Le CRIT 2007
Publié le 1 avril 2007 par Arthur dans EvènementsJe vous en ai déjà parlé, et j’en rentre tout juste, le CRIT 2007 s’est déroulé ce week-end, de vendredi à dimanche, à Grenoble. Le CRIT, c’est le Critérium inter-IEP, une compétition sportive où s’affrontent les neuf IEP de France, avec chacun une délégation de sportifs et supporters de 200 à 300 personnes. Au programme : sport, fête, beuverie, chope, chansons paillardes, pompoms, etc. Le principe est simple : Paris contre la province. Ainsi, les provinciaux hurlent régulièrement « Province, unie, tous contre Paris ! », à quoi les Parisiens répondent : « Province, unie, tous derrière Paris ». Malheureusement, cette fois-ci, Paris a fini deuxième, derrière l’organisateur, Grenoble, mais de très peu. L’an dernier, Paris avait aussi perdu face à l’organisateur, Aix, qui avait triché. Autre constante, Rennes remporte la cuiller de bois (une vraie cuiller en bois d’1m60 à vue d’œil).

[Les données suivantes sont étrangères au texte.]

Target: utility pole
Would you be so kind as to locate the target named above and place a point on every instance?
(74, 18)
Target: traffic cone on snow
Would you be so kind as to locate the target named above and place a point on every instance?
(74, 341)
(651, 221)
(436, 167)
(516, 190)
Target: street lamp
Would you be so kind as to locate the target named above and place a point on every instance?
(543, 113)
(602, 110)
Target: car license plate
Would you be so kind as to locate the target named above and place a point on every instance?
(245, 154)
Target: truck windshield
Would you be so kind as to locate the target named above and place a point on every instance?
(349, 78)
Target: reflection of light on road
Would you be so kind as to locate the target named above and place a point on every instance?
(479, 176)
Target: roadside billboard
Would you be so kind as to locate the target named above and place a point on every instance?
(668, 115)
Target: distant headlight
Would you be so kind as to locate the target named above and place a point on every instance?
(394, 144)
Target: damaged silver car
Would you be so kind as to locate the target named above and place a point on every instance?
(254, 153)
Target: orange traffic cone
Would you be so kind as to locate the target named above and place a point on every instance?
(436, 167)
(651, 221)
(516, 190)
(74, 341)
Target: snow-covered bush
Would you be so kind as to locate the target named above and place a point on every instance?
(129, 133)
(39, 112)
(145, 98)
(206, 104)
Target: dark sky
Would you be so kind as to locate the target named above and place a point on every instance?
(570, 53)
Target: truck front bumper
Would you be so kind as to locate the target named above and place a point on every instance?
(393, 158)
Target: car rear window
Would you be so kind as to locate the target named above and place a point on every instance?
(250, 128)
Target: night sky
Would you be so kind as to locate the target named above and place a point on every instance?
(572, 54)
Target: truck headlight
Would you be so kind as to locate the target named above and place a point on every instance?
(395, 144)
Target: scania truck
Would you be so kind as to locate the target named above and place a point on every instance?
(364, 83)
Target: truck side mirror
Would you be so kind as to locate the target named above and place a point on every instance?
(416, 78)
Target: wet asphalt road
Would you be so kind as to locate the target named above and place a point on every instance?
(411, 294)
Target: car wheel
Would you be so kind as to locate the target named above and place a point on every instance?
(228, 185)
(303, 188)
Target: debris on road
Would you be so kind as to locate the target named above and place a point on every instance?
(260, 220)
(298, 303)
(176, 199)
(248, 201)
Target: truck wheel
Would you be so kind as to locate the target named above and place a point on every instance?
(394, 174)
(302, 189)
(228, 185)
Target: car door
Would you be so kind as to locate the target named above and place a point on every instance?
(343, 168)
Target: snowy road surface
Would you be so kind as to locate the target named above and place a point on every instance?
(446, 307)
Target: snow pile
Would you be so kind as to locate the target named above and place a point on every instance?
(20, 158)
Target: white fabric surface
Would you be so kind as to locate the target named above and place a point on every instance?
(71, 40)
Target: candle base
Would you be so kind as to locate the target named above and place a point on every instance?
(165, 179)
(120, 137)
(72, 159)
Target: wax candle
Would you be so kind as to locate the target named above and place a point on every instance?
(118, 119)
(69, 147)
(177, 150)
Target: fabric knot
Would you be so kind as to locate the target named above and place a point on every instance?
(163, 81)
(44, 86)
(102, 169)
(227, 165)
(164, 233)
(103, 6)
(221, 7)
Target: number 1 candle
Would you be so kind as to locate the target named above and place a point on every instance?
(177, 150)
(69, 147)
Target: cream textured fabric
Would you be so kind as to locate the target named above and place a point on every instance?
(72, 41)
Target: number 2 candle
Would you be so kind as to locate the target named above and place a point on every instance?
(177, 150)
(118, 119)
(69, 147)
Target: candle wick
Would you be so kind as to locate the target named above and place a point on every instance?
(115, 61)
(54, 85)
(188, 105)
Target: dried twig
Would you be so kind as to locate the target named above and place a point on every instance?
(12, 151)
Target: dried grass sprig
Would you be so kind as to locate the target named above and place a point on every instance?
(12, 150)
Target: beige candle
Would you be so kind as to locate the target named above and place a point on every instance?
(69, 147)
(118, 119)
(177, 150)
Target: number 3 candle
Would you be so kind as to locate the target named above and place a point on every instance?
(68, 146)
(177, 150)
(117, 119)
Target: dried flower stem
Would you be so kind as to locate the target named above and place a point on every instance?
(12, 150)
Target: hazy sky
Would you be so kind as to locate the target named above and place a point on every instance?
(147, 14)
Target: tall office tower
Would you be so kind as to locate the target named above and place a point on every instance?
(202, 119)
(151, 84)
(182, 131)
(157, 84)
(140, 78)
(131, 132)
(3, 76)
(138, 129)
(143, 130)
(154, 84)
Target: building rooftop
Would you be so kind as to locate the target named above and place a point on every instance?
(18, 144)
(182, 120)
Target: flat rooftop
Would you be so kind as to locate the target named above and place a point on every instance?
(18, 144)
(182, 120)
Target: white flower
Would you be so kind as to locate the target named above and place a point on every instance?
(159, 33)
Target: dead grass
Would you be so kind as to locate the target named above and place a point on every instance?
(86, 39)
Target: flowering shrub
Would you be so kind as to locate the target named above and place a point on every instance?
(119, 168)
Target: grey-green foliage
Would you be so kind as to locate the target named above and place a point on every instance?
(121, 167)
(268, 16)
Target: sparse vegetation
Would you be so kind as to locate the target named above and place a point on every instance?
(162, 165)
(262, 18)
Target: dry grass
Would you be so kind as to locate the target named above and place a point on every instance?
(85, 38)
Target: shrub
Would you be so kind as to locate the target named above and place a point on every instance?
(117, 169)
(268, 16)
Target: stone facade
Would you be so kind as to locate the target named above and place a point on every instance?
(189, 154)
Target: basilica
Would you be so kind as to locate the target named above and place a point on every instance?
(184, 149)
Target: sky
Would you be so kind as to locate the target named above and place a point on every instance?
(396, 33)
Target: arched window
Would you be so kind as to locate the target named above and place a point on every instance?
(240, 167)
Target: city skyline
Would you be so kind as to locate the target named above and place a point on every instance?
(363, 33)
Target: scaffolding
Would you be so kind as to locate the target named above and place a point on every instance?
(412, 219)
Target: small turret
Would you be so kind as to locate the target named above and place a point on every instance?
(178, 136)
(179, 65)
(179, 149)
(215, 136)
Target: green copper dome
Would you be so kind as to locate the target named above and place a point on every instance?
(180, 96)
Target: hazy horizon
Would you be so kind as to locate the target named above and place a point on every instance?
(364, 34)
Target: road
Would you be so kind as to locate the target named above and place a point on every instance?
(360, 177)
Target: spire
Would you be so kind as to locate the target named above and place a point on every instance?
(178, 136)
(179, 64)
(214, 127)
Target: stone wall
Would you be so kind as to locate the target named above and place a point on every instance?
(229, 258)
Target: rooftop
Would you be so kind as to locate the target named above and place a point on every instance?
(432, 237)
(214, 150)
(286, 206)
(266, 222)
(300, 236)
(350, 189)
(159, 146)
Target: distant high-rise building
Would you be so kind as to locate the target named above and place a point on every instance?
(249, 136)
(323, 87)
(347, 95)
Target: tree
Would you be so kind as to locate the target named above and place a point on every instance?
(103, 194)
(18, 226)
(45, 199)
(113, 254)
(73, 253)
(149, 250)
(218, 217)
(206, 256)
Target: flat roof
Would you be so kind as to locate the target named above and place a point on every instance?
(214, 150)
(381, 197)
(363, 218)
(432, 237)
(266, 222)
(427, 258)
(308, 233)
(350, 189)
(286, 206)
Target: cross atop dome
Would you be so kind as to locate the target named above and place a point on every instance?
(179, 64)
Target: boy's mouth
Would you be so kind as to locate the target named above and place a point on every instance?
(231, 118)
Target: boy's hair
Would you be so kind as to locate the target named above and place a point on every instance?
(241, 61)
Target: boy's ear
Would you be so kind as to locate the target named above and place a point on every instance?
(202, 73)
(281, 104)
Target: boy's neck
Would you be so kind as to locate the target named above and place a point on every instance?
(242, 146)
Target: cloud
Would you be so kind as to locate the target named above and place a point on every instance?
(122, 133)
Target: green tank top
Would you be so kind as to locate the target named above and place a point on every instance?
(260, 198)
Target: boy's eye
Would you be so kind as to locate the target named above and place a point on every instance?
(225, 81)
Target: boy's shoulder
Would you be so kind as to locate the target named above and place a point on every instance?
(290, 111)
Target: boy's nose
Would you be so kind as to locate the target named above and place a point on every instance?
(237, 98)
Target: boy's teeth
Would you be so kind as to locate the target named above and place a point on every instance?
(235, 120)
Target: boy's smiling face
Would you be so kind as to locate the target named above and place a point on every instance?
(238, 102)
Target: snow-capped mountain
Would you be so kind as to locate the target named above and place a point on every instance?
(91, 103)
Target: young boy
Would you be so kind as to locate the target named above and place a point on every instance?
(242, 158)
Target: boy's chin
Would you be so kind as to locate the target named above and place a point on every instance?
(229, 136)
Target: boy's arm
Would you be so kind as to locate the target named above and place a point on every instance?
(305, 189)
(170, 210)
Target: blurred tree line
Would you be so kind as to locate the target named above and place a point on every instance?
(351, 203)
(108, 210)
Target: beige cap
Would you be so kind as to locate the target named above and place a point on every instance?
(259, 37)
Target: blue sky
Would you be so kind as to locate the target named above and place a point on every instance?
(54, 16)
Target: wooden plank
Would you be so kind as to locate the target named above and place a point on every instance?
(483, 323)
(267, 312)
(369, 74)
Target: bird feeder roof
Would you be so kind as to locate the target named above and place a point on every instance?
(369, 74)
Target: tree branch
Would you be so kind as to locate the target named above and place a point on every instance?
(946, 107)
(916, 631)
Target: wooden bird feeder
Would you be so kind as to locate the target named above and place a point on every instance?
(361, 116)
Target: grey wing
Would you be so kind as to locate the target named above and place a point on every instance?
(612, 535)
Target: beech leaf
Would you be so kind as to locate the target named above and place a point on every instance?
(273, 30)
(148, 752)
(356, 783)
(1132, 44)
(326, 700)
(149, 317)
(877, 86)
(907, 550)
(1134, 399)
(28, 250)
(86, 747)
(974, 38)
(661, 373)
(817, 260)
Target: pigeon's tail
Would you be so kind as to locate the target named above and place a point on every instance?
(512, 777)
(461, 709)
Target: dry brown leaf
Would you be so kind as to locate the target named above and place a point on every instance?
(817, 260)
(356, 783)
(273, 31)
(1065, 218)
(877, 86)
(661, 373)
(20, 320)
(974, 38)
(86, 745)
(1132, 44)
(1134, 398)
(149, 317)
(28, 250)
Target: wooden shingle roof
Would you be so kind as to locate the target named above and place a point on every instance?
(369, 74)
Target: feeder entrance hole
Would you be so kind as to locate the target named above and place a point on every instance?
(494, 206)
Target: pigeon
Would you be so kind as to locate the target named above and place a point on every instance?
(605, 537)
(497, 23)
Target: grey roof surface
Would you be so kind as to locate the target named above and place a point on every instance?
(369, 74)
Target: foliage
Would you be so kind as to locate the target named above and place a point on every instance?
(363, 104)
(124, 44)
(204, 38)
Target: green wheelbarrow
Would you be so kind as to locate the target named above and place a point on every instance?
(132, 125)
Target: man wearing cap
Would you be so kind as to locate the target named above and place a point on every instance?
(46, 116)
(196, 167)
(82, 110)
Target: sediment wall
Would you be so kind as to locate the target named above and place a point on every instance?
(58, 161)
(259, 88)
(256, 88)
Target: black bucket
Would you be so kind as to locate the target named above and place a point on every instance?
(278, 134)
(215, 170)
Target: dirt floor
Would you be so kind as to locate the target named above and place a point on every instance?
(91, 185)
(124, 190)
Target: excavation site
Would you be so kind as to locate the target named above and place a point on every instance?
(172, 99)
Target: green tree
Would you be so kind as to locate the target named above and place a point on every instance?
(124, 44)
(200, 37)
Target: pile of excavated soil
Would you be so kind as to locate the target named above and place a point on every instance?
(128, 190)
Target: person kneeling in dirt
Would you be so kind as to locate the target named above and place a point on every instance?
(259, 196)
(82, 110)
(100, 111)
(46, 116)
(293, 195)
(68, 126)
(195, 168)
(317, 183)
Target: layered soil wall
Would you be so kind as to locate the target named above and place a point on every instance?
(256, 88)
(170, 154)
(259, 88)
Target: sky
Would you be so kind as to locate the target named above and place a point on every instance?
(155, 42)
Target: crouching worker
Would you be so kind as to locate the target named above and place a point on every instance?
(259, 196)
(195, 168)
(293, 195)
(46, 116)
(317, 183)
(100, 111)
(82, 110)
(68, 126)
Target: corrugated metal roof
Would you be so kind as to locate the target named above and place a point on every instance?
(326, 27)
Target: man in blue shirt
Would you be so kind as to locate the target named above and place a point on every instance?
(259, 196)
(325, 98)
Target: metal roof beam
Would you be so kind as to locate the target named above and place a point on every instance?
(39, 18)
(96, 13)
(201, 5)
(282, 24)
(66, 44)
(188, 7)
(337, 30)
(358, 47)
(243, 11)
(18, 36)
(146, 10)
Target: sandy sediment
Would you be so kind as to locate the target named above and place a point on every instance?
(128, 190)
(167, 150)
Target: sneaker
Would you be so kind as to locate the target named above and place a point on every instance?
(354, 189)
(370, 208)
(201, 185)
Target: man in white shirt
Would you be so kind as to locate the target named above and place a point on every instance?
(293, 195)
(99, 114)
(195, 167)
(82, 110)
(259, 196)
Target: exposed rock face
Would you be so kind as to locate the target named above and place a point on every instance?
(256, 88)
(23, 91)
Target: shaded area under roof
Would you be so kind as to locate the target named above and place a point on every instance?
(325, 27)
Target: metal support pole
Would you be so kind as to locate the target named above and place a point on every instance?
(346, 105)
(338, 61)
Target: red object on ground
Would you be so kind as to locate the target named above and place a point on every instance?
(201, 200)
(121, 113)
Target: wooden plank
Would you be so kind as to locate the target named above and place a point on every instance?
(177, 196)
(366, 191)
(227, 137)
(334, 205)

Chaque IEP a ses couleurs : jaune et noir pour Paris, rouge et noir pour Bordeaux, rouge et blanc pour Lille, bleu et blanc pour Strasbourg, jaune et bleu pour Grenoble, Orange pour Rennes, rouge et jaune pour Aix, rose pour Toulouse, rouge et bleu pour Lyon. Après un départ à 22 heures de Paris, et un voyage en bus alcoolisé et peu reposant, nous arrivons vendredi vers 9h à la station de ski des Sept Laux, pour l’inauguration du CRIT. Affrontements entre tous les IEP sur une piste, bagarre de boules de neiges, vols d’écharpes, alcool pour tout le monde, et luxation du genou pour moi. Un petit-déjeuner était prévu : croissants et chocolat-chartreuse pour tout le monde ! Pendant ce temps, au ski, Grenoble l’emporte juste devant Paris, sur une piste ultra dangereuse.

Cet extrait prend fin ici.